From the CU ticket > But we still see the nodes went to not-ready state for 15 min and those were recovered back automatically. We noticed errors in the sdn pods on the egress nodes which could not communicate to VIP of api. also see kubelet side change to mitigate this https://github.com/kubernetes/kubernetes/pull/52176 https://github.com/kubernetes/kubernetes/issues/48638 However, it seems the LB is not removing downed apiservers from the backend. Many controllers (not just kubelet) including SDN are having issue communicating with the apiserver over the internal LB. Sending to kube-apiserver for investigation. Is this an IPI vshpere install?
Without must-gather output we cannot work on this.
> Kindly check the case 02726830 in supportshell for node logs, kuebelet logs, sosreporst from affected nodes and must-gather. No access. Please upload elsewhere such that we can access it.
Created attachment 1713287 [details] sdn pod logs
Created attachment 1713288 [details] sdn pod logs
Created attachment 1713303 [details] Alerts
Created attachment 1713304 [details] Alerts-Resolved
muster-gather file is incomplete it seems. Cannot unpack. Which kind of install is this? Comment 2 asked already, without answer. Which kind of LB is used? This looks like the LB configuration is wrong.

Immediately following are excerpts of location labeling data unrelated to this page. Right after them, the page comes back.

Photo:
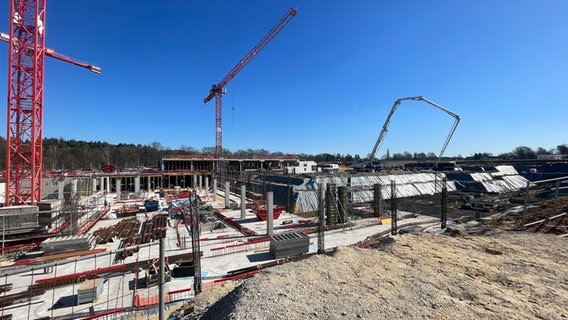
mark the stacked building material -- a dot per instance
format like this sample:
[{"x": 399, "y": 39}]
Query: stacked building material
[
  {"x": 289, "y": 244},
  {"x": 18, "y": 219},
  {"x": 68, "y": 243},
  {"x": 89, "y": 291}
]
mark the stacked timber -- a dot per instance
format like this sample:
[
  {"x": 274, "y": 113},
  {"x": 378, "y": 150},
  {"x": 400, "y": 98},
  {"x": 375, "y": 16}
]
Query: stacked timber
[
  {"x": 289, "y": 244},
  {"x": 89, "y": 290},
  {"x": 68, "y": 243}
]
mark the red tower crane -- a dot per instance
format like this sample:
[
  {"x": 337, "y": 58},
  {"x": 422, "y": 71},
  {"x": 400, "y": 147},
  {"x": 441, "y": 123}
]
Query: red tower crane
[
  {"x": 25, "y": 100},
  {"x": 218, "y": 90}
]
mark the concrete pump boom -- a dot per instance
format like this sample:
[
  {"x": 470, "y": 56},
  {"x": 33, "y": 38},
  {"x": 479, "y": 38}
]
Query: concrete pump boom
[{"x": 419, "y": 98}]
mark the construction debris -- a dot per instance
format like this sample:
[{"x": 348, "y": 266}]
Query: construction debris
[{"x": 68, "y": 244}]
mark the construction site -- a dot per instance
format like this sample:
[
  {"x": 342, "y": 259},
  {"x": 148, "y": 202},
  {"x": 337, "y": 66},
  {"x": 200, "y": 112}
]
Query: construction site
[{"x": 210, "y": 237}]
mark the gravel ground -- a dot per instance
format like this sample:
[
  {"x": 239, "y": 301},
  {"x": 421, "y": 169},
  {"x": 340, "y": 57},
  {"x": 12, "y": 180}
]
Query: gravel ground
[{"x": 502, "y": 275}]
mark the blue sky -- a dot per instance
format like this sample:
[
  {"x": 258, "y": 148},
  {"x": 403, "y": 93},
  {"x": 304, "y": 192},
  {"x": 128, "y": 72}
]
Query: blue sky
[{"x": 324, "y": 84}]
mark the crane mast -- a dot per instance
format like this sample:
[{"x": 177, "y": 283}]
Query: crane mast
[
  {"x": 26, "y": 57},
  {"x": 418, "y": 98},
  {"x": 219, "y": 89}
]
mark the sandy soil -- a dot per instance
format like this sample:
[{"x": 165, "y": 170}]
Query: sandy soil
[{"x": 499, "y": 275}]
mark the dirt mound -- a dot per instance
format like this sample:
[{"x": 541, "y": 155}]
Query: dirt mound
[{"x": 500, "y": 276}]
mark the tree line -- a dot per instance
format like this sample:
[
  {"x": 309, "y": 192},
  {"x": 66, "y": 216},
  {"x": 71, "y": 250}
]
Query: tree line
[{"x": 62, "y": 154}]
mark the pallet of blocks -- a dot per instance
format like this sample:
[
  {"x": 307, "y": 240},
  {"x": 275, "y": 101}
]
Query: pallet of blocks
[{"x": 68, "y": 243}]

Which kind of install is this? Comment 2 asked already, without answer. - UPI based setup vmware restricted network installation. Which kind of LB is used? This looks like the LB configuration is wrong. - A pair of haproxy nodes with keepalived were configured as LB for api, api-int and apps. If LB configuration is the issue, why we issues with the egress nodes only? - Let me also know if you need haproxy configuration
*** This bug has been marked as a duplicate of bug 1836017 ***
@Avinash Please configure readyz correctly as documented since 4.6 for UPI. Unfortunately, UPI examples in the installer and docs were wrong in the past.

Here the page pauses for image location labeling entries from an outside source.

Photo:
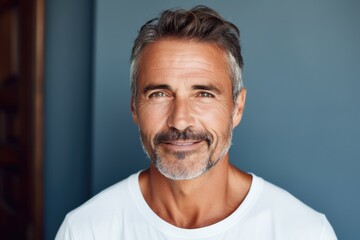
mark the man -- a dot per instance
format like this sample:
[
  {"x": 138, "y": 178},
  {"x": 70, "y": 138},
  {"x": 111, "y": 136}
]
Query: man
[{"x": 187, "y": 96}]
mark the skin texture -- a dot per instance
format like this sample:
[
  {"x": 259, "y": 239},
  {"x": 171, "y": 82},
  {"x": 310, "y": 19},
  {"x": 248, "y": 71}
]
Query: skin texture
[{"x": 184, "y": 87}]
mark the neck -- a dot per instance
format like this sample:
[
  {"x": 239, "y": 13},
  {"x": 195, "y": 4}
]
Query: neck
[{"x": 199, "y": 202}]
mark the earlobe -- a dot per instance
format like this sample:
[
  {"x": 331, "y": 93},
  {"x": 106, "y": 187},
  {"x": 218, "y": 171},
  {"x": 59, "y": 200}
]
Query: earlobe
[
  {"x": 239, "y": 107},
  {"x": 133, "y": 111}
]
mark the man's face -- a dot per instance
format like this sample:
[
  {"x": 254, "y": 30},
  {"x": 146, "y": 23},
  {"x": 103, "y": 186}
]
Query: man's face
[{"x": 184, "y": 106}]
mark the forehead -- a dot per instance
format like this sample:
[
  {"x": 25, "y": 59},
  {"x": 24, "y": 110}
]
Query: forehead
[{"x": 185, "y": 59}]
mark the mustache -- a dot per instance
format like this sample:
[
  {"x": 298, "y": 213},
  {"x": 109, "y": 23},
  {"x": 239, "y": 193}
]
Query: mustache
[{"x": 174, "y": 134}]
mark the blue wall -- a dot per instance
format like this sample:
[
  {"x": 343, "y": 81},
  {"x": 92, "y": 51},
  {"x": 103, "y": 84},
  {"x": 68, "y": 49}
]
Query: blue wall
[{"x": 301, "y": 125}]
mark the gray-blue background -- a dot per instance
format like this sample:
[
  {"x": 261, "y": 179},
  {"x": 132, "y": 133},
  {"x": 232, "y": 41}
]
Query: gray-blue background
[{"x": 301, "y": 125}]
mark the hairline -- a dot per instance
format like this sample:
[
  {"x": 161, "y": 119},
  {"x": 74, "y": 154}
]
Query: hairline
[{"x": 235, "y": 71}]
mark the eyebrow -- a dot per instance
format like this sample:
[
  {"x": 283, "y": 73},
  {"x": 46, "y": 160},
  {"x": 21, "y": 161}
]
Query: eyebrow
[
  {"x": 155, "y": 87},
  {"x": 209, "y": 87}
]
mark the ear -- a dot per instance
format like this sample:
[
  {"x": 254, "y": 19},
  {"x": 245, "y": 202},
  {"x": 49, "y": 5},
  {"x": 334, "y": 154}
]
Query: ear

@Stefan, Can you help me to know what are the exact configurtions needs to be done? Can you point to correct documentation or the exact steps? I can see the similar details in documentation for both 4.3 and 4.6.
Hello, Any update on #15 ?
As already written in the mail, this document describes the background: https://github.com/openshift/installer/blob/master/docs/dev/kube-apiserver-health-check.md I bet this is available in some UPI documentation. The UPI installer team will know more.

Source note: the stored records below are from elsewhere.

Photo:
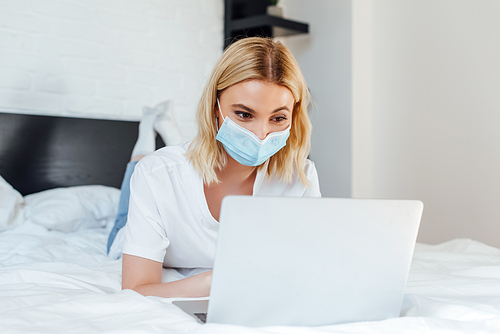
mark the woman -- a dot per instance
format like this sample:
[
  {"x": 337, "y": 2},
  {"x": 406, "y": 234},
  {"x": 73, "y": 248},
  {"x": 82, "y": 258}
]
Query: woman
[{"x": 253, "y": 139}]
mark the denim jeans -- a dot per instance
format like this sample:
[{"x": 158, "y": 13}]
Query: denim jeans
[{"x": 121, "y": 216}]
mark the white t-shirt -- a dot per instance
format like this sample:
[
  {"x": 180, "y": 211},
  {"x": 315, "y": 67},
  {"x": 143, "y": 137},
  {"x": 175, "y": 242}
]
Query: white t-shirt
[{"x": 169, "y": 220}]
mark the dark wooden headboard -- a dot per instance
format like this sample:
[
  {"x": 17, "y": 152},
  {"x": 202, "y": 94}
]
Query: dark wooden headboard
[{"x": 44, "y": 152}]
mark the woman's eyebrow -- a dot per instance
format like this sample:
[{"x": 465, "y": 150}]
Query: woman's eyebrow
[{"x": 251, "y": 111}]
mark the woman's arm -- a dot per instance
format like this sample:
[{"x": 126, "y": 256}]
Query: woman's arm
[{"x": 144, "y": 276}]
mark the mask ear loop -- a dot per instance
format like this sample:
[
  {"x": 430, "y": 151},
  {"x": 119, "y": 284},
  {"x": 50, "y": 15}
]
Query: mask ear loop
[{"x": 217, "y": 117}]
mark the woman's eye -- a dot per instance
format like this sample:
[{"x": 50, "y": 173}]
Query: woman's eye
[{"x": 243, "y": 114}]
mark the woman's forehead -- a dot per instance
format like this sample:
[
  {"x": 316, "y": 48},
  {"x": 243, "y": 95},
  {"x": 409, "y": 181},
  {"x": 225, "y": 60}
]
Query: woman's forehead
[{"x": 258, "y": 92}]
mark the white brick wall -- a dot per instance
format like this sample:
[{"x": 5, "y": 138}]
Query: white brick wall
[{"x": 107, "y": 58}]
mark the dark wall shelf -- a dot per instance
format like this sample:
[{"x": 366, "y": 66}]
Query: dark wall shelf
[{"x": 248, "y": 18}]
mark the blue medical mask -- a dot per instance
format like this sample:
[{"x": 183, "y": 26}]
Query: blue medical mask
[{"x": 245, "y": 147}]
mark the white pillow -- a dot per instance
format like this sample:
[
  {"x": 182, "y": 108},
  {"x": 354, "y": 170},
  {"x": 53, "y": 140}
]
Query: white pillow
[
  {"x": 70, "y": 209},
  {"x": 11, "y": 206}
]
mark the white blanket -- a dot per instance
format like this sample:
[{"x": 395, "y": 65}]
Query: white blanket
[{"x": 57, "y": 282}]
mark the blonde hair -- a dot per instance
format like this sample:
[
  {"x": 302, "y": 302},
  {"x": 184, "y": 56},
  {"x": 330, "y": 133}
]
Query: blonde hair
[{"x": 254, "y": 58}]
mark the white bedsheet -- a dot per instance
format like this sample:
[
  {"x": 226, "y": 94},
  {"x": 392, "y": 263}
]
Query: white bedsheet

Sending back to node for the node outage part of the story. The connection refused errors are due to LB misconfiguration, duplicate of https://bugzilla.redhat.com/show_bug.cgi?id=1836017. But I doubt this causes node outage.
In general, try to see where requests that fail end: do they reach haproxy? Do you see errors on the master nodes? In apiserver logs? haproxy is not in our hands, it's "bring your own" as far as I understand, following UPI docs and example config. The installer team provides these afaik and are a better addressee for debugging, probably even better than node team who only suffer under the issues not to be able to connect to the API.
What does this mean: > - A pair of haproxy nodes with keepalived were configured as LB for api, api-int and apps. If LB configuration is the issue, why we issues with the egress nodes only? Only two nodes out of many show this issue? This looks more like a networking issue. Why should this be kube-apiserver's fault if the other nodes are happy to speak to it through haproxy?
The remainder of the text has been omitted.